Une autre victoire obtenue est dans le champ de la commande publique où, désormais, les TIH entrent dans la catégorie des clauses sociales au même titre que les ESAT et les EA. 

En 2018, nous avons créé les Trophées h’up entrepreneurs qui récompensent le succès de ces entrepreneurs issus de la diversité. Devenu un temps fort dans le monde du handicap, la 6e édition se tiendra le 15 novembre 2023 au Carreau du temple, à Paris. 

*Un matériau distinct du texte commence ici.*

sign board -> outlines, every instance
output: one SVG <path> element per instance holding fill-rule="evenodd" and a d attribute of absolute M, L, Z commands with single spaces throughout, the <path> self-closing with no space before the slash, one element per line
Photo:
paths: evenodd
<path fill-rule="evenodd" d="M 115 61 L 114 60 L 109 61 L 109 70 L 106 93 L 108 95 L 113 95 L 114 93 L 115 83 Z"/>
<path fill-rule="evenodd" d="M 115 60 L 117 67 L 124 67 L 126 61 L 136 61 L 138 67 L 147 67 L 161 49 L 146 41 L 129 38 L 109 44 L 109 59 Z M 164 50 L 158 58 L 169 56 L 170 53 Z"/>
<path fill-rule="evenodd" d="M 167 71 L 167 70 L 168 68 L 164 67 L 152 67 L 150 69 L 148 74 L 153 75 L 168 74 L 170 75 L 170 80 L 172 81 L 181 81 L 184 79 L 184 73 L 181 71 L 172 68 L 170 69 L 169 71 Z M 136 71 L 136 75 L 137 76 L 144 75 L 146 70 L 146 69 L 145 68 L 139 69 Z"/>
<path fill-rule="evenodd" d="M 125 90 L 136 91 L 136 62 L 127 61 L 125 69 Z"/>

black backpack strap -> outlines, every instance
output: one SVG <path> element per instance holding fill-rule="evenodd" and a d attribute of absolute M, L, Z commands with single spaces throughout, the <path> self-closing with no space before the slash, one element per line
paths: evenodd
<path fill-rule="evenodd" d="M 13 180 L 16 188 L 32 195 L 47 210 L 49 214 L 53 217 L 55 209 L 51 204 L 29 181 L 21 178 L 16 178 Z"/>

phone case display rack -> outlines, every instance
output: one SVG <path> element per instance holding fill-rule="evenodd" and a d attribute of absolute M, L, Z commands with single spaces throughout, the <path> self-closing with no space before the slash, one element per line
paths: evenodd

Chers lecteurs, si vous êtes en situation de handicap et que l’entreprenariat vous tente, des structures et des réseaux sont là pour vous accompagner, n’attendez plus pour donner vie à vos rêves.
 

Encadré : Les dates clés de l’emploi des personnes en situation de handicap

 

  • 1987. La loi du 10 juillet instaure l’Obligation d’emploi des travailleurs handicapés (OETH). Les entreprises de plus de 20 salariés sont tenues d’embaucher au moins 6 % de travailleurs handicapés. 
  • 1990. La loi du 12 juillet est promulguée pour protéger les personnes contre les discriminations en lien avec leur état de santé ou leur handicap. 
  • 1991. Une loi favorise l’accessibilité aux personnes handicapées des locaux d’habitation, des lieux de travail, ainsi que des structures accueillant du public. 
  • 2005. La loi du 11 février définit pour la première fois la situation de handicap tout en imposant un principe d’égalité dans tous les domaines de la société, y compris l’emploi. La même année sont créés le Fonds pour l’insertion des personnes handicapées dans la fonction publique (FIPHFP) et les Maisons départementales des personnes handicapées (MDPH).
  • 2006. L’ONU adopte une nouvelle convention pour les droits des personnes handicapées. 
  • 2015. La loi du 7 août reconnaît l’entrepreneur en situation de handicap en tant que travailleur indépendant handicapé (TIP).
  • 2018. La loi du 5 septembre décrète le droit à la liberté de choisir son avenir professionnel. La nomination d’un référent handicap dans les entreprises de plus de 250 salariés devient obligatoire. La même année sont créés les Trophées h’up entrepreneurs qui récompensent les succès des entrepreneurs issus de la diversité. 
  • 2020. L’Obligation d’emploi des travailleurs handicapés est renforcée. Toutes les entreprises, y compris celles de moins de 20 ?salariés, doivent déclarer leurs actions en faveur de l’emploi des personnes handicapées.